The nursing fellowship has been introduced in Assam, where the Assam Cancer Care Foundation (ACCF), an initiative of the Government of Assam and Tata Trusts, is presently developing a network of 10 cancer care hospitals. Going forward, the programme will be introduced at the Tata Trusts’ cancer care programme centres across India.

“Assam has one of the highest incidences of cancer in India. We are already working on developing cancer care infrastructure. The nursing fellowship programme will meet our need for skilled oncology nurses, who are the mainstay for any successful healthcare programme. The first batch has already begun at the Assam Cancer Care Foundation in Guwahati and has 11 incumbents,” added Dr Sajal Sen, HOCS, ACCF.

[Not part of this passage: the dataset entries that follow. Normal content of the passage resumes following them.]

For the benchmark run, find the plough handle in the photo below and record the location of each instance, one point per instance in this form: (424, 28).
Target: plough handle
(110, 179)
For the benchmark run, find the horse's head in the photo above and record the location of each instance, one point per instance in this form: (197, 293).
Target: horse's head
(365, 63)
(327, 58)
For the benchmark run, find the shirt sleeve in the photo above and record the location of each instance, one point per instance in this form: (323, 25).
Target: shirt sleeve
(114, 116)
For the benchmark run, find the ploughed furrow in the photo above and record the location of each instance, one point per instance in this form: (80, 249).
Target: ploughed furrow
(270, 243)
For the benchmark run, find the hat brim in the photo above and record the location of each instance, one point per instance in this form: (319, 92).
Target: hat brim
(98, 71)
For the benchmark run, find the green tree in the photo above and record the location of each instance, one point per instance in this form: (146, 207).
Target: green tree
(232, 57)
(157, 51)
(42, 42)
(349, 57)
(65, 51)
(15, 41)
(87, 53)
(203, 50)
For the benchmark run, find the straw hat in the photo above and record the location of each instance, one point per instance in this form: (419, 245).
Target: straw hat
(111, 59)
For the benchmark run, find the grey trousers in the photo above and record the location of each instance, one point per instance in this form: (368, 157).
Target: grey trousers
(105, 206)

The fellowship will enable the programme’s RNs to develop holistic skills in caring for patients undergoing treatments such as anti-cancer drug therapies, surgery, radiation therapy and palliative care. Each module has been designed to provide the RNs with specific competencies, enabling them to deliver evidence-based high-quality nursing care to patients diagnosed with various types of cancer.

A WHO report suggests that there is a need for human resources for healthcare in India, especially nurses, with the deficit being nearly 2 million.

“Nursing staff have maximum interface with the patients and caregivers during their visits and stays at the hospital. Nurses who are adept in handling patient queries can immediately put the patient and the family at ease... We are positive that the NFP will make our nurses proficient in delivering quality care consistently,” said Dr Sanjiv Chopra, chief executive of the programme.